Zunächst wurde mir seitens der Polizei erklärt, da könne man nichts machen. Ich solle mich besser sichtbar machen, wurde mir geraten und gesagt, Radfahrer und Lkw „passen halt leider nicht zusammen“. Kinder seien sowieso immer ein Problem. Und: Radfahrer würden mit ihrer rücksichtslosen Fahrweise ja oft herausfordern. Was genau sie herausfordern, blieb offen.

Die Anzeige wurde letztlich doch aufgenommen. Anfang dieser Woche durfte ich als Zeugin im Gerichtsverfahren aussagen. Abschließend fragte mich der freundliche Richter, ob ich nicht einfach woanders fahren könne.

Nein, kann ich nicht.

Ja, ich fahre, wenn möglich, auf den vorhandenen Radwegen. Aber nein, es gibt nicht überall Radwege und es ist schlicht nicht möglich, überall im Land ausschließlich auf Radwegen von A nach B zu radeln. Dort, wo es keine Radwege gibt, besteht nunmal der Anspruch, dass Pkw- und Lkw-Fahrer Gesetze einhalten und Rücksicht nehmen, also zum Beispiel beim Überholen einen sicheren Abstand halten. Ganz besonders, wenn Kinder dabei sind.
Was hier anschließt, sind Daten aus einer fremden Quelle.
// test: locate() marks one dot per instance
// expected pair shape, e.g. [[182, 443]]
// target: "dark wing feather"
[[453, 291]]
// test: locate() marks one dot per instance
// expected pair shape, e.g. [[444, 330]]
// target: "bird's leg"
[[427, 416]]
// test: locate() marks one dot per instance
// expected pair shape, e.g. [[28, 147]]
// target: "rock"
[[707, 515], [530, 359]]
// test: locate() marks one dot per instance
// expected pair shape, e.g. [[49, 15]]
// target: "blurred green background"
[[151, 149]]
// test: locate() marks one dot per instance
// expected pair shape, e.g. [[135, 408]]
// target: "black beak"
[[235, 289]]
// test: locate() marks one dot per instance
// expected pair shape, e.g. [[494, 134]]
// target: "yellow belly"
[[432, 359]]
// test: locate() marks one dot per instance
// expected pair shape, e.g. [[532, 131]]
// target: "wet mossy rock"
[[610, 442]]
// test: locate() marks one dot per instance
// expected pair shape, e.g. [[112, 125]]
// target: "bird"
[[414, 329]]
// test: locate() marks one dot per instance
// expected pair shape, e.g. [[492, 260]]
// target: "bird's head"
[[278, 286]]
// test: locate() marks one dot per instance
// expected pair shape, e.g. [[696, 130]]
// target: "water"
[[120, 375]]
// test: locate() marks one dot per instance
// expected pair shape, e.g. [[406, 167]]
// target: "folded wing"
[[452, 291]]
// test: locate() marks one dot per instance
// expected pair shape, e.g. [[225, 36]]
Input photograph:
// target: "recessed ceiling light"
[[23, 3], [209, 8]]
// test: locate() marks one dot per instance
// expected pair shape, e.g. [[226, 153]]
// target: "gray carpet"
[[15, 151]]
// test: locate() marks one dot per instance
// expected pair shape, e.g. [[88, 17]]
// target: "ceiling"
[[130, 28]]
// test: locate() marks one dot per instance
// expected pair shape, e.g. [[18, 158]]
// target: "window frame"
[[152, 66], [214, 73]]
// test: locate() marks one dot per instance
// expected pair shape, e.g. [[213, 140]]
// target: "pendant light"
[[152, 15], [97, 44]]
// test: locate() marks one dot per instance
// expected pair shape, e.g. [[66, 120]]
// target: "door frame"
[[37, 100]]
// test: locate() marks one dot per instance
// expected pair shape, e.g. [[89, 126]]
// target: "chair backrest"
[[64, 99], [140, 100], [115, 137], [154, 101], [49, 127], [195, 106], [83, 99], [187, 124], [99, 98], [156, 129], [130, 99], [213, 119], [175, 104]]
Gesetzlich ist ein sicherer Überholabstand mit 1,5 Metern innerorts und zwei Metern außerorts festgelegt. Jedes Überholmanöver, das trotz Gegenverkehr durchgeführt wird, ist nicht nur unsicher, sondern lebensgefährlich. Die Verantwortung für knappe Überholabstände liegt sicher nicht bei den Radfahrenden, sondern beim Kfz-Lenkenden. Aussagen wie die oben erwähnten suggerieren, Radfahrer seien selbst schuld an zu geringen Überholabständen – und entlasten damit Auto- und Lkw-Fahrer von ihrer Verantwortung.

Eine bewusstseinsbildende Kampagne zum sicheren Überholen ist dringend notwendig.

Veronika Rüdisser
Veronika Rüdisser ist Politikwissenschaftlerin und Vorstandsmitglied der Radlobby Vorarlberg.